Discussions regarding her care were held with her son and two daughters. Her son decided to convert two rooms of his “Servants Quarters” into a self contained “In-Law Apartment”. He then moved his mother to permanently stay with his family who would look after all her needs including feeding, ADLs and taking her to hospital to attend for her HIV/AIDs care. GW is doing well, being looked after by her son and his family.

Conclusion

Africa is changing and changing very fast. Africa’s population is young. However, the fastest growing portion of Africa’s population is that of those aged 60 years and above. Studies in Africa’s older people have shown them to suffer two common neuropsychiatric disorders namely Dementia and Depression [1114, 16]. In the past, Africa’s elderly were treated with much reverence and respect and considered the repository of wisdom; and Africa’s extended family system ensured their welfare. Africans had established social networks that protected the aged, enhanced family support in situations of difficulty and provided strong bonds within the extended family system whereby generations of the old, the matured, the youths and the children all benefited [3, 4, 8, 11]. With the rapid demographic and socio-economic changes taking place in Africa today, the changed relations in a cash economy, globalization and the migration of Africa’s young in search of jobs abroad (brain drain) or in cities (rural to urban migration), and the HIV/AIDS epidemic have all made it difficult for families to continue looking after their elderly as was the case before. Growing old, and especially very old, in Africa today translates into poverty, penury and anguish. Pension schemes are poorly administered and often not sufficiently indexed to inflation or cost of living. Indeed one soon learns not to trust in a pension. Moreover a number of government systems are run by corrupt officials who often make it difficult to receive one’s pension money until a bribe is paid. There is no official social security. With the exception of religious missionary stations (usually Catholic missions), there is virtually no institutionalized care for the aged in most of Sub-Saharan Africa such as nursing homes or homes for the aged. This, therefore, lives the burden of care of the elderly, especially those with dementia, to the family/relatives. As well illustrated by the Ugandan studies, the actual caretakers in the families are usually women, often daughters or younger wives. These are the ones who carry the burden of care for the majority of the old and demented in Africa.

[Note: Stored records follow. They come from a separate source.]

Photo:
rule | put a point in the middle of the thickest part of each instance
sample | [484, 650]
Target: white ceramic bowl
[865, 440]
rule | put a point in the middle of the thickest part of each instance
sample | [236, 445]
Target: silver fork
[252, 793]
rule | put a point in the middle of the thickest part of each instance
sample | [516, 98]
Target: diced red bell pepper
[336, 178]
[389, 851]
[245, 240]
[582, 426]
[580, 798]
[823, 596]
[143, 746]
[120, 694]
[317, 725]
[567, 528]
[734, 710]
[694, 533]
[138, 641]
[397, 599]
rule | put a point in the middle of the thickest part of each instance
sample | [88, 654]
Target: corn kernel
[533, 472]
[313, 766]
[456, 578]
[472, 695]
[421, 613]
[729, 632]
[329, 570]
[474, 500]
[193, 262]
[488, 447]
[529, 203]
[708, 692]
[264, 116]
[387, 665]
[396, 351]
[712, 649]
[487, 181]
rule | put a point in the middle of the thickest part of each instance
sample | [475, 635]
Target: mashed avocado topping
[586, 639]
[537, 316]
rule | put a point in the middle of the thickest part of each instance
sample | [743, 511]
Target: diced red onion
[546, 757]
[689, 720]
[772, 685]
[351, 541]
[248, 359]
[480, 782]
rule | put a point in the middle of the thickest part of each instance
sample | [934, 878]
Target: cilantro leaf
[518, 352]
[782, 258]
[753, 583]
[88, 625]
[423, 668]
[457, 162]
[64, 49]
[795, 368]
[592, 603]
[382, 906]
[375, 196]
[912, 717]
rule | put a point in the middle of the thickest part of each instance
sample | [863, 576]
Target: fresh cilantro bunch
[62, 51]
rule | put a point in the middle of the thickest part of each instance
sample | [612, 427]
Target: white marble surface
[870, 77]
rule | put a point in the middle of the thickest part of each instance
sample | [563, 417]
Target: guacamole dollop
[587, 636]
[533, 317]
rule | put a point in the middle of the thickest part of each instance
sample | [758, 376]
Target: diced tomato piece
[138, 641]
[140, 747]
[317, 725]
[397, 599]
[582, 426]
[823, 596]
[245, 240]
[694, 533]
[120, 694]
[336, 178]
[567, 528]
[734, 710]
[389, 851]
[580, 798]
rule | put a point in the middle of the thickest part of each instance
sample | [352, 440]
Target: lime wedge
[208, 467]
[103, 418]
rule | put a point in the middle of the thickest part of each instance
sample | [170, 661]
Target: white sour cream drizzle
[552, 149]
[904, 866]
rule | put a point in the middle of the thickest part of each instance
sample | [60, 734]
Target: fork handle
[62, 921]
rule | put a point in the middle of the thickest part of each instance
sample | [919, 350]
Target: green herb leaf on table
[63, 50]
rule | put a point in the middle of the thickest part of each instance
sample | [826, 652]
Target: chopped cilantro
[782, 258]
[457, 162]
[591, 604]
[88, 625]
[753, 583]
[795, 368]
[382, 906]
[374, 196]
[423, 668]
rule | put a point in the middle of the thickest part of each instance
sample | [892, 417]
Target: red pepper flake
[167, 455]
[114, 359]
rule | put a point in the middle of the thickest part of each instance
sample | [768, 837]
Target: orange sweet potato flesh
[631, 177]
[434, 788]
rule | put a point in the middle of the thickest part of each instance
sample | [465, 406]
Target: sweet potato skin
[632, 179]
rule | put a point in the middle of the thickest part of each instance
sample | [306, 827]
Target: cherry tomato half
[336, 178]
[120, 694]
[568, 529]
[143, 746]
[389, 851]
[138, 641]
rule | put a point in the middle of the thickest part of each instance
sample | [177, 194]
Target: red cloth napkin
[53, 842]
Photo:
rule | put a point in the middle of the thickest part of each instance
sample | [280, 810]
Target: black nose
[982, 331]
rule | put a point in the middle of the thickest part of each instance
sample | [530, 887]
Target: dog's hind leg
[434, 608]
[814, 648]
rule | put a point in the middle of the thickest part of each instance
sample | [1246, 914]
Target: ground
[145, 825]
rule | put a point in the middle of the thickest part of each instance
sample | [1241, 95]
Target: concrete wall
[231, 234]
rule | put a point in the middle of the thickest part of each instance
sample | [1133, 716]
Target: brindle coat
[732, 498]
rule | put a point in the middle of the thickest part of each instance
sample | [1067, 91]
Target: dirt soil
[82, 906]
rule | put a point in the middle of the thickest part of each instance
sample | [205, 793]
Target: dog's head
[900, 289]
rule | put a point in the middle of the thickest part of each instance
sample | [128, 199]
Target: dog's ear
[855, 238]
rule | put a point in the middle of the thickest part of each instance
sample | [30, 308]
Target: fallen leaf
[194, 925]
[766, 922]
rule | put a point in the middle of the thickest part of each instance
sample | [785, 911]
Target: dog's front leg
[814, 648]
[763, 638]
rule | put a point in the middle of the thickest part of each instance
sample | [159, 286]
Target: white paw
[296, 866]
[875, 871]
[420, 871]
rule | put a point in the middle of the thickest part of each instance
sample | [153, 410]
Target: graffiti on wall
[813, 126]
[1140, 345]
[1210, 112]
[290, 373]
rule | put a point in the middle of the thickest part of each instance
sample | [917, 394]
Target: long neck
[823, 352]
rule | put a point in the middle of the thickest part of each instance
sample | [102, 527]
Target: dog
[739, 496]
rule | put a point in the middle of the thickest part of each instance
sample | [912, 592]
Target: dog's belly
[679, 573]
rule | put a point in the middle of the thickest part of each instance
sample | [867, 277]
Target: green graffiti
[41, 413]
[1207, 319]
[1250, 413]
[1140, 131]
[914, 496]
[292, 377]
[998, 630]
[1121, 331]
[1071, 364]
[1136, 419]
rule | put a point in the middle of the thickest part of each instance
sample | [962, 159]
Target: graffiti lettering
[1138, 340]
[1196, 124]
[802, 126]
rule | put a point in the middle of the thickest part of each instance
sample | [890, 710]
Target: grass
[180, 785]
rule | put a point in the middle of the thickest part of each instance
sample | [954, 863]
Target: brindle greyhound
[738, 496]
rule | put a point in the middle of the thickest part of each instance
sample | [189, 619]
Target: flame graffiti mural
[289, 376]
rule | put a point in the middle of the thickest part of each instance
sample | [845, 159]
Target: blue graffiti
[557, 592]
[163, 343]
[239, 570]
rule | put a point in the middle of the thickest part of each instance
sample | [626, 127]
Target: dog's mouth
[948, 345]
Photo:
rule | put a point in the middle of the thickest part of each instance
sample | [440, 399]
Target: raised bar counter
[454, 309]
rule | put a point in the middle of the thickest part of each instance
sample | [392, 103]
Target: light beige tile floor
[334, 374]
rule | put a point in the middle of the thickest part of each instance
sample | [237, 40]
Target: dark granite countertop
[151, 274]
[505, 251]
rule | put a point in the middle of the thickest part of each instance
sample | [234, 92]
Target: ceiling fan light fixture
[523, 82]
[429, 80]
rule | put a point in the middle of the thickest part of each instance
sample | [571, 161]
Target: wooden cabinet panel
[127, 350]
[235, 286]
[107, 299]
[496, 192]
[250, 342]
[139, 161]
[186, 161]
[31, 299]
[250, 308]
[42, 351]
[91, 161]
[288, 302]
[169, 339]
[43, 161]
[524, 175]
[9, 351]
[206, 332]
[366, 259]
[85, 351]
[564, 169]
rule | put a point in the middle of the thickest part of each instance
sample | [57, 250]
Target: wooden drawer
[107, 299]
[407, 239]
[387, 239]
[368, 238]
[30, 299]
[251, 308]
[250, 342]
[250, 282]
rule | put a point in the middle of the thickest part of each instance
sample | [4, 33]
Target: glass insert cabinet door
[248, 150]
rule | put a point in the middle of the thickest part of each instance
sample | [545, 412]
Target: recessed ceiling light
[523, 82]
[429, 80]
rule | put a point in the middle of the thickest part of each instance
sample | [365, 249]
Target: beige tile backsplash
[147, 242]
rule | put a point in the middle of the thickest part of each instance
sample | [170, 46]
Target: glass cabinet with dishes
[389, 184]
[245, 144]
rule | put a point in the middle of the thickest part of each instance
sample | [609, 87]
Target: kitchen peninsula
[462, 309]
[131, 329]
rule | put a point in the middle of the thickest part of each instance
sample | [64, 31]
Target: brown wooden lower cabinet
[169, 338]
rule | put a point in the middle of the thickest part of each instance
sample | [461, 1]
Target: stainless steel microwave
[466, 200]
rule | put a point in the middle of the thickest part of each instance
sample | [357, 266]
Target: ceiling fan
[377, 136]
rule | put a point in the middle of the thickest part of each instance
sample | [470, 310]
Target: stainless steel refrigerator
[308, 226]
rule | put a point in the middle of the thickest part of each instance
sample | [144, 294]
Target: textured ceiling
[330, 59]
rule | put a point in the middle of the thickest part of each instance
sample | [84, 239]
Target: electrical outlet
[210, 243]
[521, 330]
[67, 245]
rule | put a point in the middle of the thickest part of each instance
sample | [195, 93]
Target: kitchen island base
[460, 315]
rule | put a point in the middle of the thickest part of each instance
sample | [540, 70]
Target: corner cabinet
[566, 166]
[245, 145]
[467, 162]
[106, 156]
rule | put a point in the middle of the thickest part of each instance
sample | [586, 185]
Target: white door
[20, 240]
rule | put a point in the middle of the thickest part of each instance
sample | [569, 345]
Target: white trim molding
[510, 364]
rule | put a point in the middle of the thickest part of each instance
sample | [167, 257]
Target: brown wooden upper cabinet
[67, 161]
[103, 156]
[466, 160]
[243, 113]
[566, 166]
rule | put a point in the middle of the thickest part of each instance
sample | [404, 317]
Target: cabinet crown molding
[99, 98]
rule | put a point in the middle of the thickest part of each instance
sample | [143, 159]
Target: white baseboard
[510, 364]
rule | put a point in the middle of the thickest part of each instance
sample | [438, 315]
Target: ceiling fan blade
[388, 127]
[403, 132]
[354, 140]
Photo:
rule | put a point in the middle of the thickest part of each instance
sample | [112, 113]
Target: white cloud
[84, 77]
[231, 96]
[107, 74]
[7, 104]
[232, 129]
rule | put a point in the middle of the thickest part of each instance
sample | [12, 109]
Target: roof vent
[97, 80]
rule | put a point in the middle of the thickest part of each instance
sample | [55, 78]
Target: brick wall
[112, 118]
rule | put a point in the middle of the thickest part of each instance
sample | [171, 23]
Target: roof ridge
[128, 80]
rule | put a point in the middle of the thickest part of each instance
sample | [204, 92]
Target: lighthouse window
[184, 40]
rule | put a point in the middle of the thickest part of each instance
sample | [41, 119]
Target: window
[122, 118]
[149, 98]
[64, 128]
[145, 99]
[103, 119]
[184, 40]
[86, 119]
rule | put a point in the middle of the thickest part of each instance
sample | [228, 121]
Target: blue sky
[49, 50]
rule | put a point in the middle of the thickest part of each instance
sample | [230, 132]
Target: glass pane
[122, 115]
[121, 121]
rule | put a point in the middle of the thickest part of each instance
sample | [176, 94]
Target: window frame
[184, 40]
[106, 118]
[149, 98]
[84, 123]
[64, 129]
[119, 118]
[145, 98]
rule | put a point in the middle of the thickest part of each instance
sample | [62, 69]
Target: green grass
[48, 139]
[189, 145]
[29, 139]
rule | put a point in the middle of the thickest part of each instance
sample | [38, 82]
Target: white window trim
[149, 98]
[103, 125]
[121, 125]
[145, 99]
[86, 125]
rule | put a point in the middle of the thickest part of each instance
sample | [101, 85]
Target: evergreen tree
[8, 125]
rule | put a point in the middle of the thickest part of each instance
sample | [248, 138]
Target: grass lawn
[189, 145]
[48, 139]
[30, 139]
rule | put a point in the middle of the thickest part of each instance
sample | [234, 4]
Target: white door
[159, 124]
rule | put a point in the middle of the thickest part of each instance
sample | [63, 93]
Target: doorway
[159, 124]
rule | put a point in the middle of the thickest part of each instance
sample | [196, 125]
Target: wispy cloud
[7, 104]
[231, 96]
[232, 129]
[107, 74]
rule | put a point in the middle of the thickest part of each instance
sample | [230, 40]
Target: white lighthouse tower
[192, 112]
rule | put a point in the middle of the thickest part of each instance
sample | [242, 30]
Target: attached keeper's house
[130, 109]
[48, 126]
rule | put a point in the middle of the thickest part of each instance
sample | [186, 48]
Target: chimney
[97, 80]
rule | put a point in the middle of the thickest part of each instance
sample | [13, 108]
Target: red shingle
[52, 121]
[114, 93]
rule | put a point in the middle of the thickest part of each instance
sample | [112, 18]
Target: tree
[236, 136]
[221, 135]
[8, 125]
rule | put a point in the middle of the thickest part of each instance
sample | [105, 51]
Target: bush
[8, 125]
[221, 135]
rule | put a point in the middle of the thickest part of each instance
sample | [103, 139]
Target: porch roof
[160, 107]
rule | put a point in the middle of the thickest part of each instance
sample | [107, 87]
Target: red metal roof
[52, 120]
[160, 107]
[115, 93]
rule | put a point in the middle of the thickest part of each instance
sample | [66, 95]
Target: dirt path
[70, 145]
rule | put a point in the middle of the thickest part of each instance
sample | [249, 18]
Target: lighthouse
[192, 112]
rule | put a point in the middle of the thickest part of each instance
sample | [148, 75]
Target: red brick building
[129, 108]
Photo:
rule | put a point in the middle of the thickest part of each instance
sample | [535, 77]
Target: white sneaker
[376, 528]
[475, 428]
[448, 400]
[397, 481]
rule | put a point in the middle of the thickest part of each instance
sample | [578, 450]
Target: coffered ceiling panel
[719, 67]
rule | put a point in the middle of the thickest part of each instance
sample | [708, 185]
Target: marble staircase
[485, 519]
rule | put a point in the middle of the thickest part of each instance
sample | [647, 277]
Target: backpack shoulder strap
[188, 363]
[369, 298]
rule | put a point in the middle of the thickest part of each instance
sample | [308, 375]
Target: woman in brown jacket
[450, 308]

With the old African extended family system increasingly disappearing and in the absence of official social security, today’s aged in Africa face a dilemma of existence. The question then of what should be done becomes imperative. The practical idea of putting the elderly away in nursing homes or homes for the aged is alien and repugnant to most African cultures, thinking and ways of life. Yet current governments in Africa do not have adequate pension programs, social security or health insurance to cater for the aged. There is thus a need to revisit the traditional African family support system and modify it to suite the modern changed lifestyles and realities of today’s Africans and yet be in tune with the age old African family system of caring for their old. This new approach should be driven by the African belief that the aged are an important part of the family and community who play a very functional and valuable role in society. This is the traditional belief of Africans which should be cherished and enhanced to care for the aged and especially those with dementia in Africa. In this vein, I conclude by recommending that for every African household with ageing parents/grandparents, building “granny apartments” will help not only in the care of the elderly with dementia and other infirmities but also ensure family continuity. This is in addition to lobbying governments to establish community based support programs formulated by government policies for the specific social and health needs for the elderly. This way the elderly will continue to live with their families in dignity till death and avoid the misery that awaits them in old age where there are no such initiatives.